Some people think little girls should be seen and not heard, but I think,

Oh blogwatch! up yours! 1-2-3-4!!!

Camassia: “What’s the difference between Christian love and Buddhist compassion? Katherine seemed to imply that Christian love is more passionate, and that seems so to me. Buddhists seek to rid themselves of desire, but Christians have desire all over the place: God desires us, we desire him, we desire each other, etc. I can see why Katherine finds that more appealing than the Void, but I can’t help feeling that this also brings the things that appall me about the Christian God — the anger, the punitiveness, the blood and suffering and the whole shmeer. Is that the price we pay for having an impassioned God?”

Dappled Things: Powerful post on belonging to the Catholic Church.

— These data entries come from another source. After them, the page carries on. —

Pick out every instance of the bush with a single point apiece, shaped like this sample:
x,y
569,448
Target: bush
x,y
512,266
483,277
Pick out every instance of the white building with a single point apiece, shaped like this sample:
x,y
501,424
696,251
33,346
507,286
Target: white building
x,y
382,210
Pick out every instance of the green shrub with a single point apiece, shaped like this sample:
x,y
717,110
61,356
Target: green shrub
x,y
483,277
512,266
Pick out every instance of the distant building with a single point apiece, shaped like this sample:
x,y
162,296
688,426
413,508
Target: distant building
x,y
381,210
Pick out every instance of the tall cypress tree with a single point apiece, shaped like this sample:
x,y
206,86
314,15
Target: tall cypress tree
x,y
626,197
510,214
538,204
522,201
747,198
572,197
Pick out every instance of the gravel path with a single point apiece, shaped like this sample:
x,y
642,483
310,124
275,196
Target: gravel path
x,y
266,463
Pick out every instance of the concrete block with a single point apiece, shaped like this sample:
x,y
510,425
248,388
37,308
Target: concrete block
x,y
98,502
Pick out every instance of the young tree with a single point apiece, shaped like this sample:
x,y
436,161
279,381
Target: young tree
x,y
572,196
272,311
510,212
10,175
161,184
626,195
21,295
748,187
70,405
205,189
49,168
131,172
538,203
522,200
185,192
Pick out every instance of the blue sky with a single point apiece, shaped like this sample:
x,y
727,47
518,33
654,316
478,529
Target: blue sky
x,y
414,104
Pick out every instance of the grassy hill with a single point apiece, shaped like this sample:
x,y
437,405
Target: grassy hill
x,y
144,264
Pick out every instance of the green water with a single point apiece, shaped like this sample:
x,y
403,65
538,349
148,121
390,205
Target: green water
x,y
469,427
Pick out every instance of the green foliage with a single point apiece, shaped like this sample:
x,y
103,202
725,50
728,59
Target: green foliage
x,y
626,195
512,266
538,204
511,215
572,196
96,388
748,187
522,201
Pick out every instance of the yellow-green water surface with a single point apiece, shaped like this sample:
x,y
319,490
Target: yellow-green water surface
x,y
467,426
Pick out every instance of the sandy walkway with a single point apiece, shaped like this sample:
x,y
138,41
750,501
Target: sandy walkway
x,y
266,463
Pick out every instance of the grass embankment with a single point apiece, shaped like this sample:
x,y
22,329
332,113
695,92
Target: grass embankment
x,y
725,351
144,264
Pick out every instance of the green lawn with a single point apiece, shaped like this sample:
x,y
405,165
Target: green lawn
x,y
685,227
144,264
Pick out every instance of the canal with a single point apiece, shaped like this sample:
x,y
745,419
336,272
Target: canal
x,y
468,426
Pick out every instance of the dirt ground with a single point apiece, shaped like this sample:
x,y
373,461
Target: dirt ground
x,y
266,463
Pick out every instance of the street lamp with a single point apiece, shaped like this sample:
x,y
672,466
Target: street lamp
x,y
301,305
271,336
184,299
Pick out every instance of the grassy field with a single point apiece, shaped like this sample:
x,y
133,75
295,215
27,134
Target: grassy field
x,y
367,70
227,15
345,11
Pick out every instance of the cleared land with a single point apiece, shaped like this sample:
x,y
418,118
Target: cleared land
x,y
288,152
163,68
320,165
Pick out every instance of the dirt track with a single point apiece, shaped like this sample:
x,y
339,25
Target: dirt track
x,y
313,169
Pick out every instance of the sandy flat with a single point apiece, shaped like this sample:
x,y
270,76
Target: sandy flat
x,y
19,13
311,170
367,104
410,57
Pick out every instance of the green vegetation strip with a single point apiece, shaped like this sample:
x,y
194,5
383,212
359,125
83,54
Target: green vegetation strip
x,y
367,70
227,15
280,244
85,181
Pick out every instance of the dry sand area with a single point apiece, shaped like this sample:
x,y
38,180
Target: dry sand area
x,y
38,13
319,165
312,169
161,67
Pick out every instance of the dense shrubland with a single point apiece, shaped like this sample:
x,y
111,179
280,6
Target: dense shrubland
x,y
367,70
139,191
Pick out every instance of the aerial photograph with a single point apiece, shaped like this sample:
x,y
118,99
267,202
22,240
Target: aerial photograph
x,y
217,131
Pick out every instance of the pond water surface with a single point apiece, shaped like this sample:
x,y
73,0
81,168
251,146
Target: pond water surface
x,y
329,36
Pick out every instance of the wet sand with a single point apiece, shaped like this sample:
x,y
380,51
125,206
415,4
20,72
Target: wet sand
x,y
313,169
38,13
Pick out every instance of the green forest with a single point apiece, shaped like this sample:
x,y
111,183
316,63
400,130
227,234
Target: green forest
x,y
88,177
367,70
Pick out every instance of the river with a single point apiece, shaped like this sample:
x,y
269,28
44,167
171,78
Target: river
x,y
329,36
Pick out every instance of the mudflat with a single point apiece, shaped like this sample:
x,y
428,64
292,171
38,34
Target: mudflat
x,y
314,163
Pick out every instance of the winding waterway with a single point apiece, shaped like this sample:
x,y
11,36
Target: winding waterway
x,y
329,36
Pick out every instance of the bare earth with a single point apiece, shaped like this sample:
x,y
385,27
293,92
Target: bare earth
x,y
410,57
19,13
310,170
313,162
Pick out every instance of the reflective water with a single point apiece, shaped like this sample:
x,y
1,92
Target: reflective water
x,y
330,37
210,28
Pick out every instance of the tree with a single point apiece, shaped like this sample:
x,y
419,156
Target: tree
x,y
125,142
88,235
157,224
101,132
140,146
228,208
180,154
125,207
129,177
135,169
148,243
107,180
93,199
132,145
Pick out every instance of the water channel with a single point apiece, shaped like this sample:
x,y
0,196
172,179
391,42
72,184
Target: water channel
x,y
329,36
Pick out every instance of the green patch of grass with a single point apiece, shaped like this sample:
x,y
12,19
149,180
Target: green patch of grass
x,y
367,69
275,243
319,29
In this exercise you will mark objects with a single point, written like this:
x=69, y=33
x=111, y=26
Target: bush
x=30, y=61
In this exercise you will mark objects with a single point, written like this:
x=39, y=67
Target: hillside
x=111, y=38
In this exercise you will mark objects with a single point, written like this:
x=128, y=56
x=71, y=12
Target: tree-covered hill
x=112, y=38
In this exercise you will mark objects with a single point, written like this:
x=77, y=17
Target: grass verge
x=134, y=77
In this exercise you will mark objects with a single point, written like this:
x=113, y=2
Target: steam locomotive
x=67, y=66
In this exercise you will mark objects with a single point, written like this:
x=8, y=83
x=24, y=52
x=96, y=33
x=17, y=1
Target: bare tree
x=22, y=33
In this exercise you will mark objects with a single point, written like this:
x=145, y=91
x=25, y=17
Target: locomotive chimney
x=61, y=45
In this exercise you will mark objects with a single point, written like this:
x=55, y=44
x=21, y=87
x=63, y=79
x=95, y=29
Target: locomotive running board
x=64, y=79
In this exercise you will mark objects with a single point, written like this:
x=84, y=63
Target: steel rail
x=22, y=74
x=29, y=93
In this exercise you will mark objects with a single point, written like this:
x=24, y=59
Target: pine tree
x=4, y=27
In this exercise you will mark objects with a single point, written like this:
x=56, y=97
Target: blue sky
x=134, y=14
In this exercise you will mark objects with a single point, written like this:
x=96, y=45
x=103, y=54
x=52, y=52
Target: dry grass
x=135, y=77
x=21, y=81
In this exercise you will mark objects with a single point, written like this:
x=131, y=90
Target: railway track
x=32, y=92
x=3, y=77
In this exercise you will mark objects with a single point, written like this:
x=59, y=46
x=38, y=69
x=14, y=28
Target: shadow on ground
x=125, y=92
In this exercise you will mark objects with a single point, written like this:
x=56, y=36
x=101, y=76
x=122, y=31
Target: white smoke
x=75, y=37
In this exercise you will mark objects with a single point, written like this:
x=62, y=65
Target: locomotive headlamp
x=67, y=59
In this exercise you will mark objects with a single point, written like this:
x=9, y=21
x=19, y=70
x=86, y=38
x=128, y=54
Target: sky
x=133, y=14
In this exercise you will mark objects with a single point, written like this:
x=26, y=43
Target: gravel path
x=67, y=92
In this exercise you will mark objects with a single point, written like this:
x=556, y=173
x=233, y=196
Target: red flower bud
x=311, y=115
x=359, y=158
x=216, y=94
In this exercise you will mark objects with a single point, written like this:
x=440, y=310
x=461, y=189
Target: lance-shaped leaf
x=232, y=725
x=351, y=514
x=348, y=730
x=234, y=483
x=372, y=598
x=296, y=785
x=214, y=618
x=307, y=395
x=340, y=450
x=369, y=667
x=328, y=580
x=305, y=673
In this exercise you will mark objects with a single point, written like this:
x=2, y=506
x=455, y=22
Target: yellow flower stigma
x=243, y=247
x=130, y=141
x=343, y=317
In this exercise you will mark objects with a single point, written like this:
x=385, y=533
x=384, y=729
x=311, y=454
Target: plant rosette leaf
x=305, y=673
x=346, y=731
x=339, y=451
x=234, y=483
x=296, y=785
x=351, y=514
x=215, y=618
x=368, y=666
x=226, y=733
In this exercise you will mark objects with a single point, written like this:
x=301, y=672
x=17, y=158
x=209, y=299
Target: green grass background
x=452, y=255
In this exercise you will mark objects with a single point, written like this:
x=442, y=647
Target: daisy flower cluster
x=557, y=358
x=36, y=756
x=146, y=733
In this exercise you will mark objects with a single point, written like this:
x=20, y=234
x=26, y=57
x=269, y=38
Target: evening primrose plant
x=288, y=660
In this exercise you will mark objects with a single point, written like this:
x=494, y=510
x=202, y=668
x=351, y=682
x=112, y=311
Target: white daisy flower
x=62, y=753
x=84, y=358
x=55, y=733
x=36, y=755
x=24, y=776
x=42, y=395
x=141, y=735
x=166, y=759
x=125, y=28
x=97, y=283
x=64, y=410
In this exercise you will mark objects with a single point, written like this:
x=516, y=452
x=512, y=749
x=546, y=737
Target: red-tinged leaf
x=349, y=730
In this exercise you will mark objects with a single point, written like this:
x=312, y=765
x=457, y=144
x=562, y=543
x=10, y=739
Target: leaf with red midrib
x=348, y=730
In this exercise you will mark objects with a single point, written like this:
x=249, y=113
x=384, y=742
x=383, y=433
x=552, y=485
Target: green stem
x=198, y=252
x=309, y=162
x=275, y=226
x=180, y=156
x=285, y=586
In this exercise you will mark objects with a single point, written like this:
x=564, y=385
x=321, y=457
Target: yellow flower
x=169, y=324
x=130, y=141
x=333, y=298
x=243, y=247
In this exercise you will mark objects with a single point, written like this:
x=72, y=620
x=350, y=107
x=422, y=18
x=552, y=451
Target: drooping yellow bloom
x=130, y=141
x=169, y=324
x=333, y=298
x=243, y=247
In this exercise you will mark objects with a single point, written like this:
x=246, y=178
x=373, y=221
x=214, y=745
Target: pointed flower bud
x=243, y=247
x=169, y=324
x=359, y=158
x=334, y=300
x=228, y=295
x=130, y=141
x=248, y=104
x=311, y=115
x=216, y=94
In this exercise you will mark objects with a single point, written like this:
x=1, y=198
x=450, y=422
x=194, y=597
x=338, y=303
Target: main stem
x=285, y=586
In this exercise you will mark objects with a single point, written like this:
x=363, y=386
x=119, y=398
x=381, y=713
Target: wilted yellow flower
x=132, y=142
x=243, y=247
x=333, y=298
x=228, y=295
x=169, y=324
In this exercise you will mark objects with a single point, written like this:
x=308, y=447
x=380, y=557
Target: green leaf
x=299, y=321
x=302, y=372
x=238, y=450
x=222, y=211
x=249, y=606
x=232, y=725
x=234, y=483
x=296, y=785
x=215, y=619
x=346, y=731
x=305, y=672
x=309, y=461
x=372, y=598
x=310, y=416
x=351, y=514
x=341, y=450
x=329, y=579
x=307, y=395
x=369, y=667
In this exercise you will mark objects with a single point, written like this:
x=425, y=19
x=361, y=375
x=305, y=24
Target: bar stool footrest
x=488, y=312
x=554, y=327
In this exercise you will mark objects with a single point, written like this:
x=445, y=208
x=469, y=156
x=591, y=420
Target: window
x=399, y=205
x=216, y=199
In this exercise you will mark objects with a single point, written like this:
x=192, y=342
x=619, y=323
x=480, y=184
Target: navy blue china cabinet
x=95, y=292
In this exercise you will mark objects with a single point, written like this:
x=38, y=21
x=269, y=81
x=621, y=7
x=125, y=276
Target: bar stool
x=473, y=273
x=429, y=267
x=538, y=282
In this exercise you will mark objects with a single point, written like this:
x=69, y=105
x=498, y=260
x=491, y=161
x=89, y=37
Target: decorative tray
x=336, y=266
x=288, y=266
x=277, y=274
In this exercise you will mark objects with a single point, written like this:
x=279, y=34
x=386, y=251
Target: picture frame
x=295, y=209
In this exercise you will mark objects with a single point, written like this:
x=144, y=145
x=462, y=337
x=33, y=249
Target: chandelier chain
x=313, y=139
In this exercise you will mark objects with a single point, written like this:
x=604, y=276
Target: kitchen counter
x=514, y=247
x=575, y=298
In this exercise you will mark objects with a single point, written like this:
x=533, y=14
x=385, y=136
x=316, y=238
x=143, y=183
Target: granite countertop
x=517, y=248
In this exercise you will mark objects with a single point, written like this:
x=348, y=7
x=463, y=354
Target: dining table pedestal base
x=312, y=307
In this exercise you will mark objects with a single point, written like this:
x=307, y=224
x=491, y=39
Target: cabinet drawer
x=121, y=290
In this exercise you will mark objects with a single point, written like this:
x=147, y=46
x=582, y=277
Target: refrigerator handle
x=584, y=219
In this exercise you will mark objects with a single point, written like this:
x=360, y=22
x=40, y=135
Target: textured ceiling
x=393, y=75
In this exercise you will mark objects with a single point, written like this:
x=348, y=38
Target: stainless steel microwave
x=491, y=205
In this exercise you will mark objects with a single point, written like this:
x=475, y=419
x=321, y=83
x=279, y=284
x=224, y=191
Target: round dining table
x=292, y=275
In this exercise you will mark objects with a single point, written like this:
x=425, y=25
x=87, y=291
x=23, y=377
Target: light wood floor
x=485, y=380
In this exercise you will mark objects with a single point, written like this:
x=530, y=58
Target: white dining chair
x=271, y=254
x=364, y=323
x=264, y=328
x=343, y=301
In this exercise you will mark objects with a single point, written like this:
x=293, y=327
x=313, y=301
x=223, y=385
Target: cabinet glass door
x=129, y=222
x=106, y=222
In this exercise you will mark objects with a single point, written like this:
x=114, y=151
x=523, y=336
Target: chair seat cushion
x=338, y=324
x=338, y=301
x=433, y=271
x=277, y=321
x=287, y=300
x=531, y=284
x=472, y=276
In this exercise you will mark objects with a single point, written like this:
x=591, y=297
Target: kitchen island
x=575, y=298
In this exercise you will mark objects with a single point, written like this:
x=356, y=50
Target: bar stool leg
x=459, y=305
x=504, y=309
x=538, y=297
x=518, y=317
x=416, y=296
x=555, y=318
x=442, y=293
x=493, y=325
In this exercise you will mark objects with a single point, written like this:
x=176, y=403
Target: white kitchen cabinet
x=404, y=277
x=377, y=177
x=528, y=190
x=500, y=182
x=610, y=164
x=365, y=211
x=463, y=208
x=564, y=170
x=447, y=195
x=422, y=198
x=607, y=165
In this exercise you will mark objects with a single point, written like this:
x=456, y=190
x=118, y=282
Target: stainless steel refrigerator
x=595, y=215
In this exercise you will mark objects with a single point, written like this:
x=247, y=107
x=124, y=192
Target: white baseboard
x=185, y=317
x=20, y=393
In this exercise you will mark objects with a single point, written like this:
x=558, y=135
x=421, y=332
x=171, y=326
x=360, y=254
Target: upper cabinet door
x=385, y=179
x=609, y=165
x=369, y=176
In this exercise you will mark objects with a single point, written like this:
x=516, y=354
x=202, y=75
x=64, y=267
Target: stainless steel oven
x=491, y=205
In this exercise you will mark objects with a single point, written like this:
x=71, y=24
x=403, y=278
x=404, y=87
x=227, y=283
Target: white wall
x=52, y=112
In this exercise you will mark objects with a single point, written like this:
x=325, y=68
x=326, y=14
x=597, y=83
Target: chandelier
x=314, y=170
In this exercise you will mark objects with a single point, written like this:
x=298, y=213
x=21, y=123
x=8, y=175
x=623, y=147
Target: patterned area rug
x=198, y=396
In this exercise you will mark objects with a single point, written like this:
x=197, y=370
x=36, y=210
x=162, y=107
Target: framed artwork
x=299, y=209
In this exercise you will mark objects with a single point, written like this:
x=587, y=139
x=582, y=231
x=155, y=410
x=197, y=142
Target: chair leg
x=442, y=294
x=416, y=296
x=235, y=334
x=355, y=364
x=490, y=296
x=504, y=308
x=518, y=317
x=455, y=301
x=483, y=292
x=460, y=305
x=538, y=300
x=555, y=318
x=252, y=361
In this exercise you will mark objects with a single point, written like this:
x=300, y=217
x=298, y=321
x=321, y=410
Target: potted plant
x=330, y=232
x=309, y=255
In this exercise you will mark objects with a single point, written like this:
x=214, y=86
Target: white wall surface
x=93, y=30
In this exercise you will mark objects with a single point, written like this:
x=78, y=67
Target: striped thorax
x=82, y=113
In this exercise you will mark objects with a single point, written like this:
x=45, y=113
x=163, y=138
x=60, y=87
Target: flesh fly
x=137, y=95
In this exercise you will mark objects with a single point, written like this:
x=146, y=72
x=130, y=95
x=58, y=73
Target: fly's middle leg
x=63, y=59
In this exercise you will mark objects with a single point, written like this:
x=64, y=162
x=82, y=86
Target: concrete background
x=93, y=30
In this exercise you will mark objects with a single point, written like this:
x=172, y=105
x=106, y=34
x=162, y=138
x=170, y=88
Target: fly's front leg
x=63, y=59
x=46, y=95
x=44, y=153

I have a different perspective, as an adult convert raised very very much outside the Church. But I definitely see this: “Reading Luther or Kierkegaard (who are the Protestant thinkers I’m most familiar with), I’m impressed by the intense personal faith of the individual who stands naked before God and calls out for salvation. I’m impressed by the great personal responsibility that the classical Protestant takes upon himself as he picks up the Bible and, relying on his own mind and the Holy Ghost, attempts to figure out what God means to communicate to man and then bets his soul upon it. To me (and, I think, to most Catholics) this fearsome responsibility has something very distant and cold about it. It is awe-inspiring, but it also seems very, very lonely.”

[Eve adds–it also seems to make the Descartes mistake of seeking truth outside relationship, rather than viewing trust and personal relationships as a matrix within which we can gain greater understanding of God–which is sort of what I was getting at in my post about Derrida and being “open to the Other.” But I should probably shut up about that until I have a more thought-through thing to say about it. Back to Dappled Things:]

“…When I think of ‘faith,’ I think of something that has been passed along to me from the hands of another. …I think of something I’m not entitled to change, because it doesn’t belong to me and because I’m charged with passing it along intact to the next generation, who will depend upon me as I have depended on the last generation. The writings of the Saints and the Church’s worship are the checks and balances which keep my own personal interpretations of the Faith from straying far afield….”

Eve again: It’s very strange for me to think about people growing up in the Church, since so much of my conversion was about a sense of exile (which is a sense of the Fall) and entering the Church was, not a homecoming, but the anticipation of a homecoming–like hearing an echo before you hear the voice. So it’s hard for me to imagine experiencing this echo or shadow of homecoming as home, as normal, as the known. Fr. Tucker makes me see the beauty of a formation I find very foreign.

Forager 23: What ever happened to the heavy? Great question for those of us interested in a) movies or b) masculinity.

Johnny Bacardi: Flattery will get you everywhere. Also, you all are wrong about Chuck Jones. Read his autobiography, Chuck Amuck, for some of the straight-up funniest stuff I’ve ever seen. I named my solo zine Femme Skunk after, of course, Pepe Le Pew’s petit chou-chou. That skunk’s always been a hero of mine.

Kesher Talk: I haven’t read the linked post yet, but this sounds fascinating: “Naomi Chana wrote an excellent and moving essay — inspired by a widespread discomfort and misunderstanding of the Yom Kippur Avodah service by liberal Jews — on the translation from the sacrifice-based Temple service to the rabbinic innovations in liturgy. I have some remarks in the comments. I think this would fit into my Pintele Yid series as another window onto the Jewish worldview, so if you are interested in what makes Jews tick, read the whole thing.”

The Old Oligarch: Part one of his review of “The Matrix: Revolutions.” I hated the second movie but loved reading the O.O.’s commentaries on it (here here here), so I anticipate much chunky, funky philosophical goodness from his posts on the third film.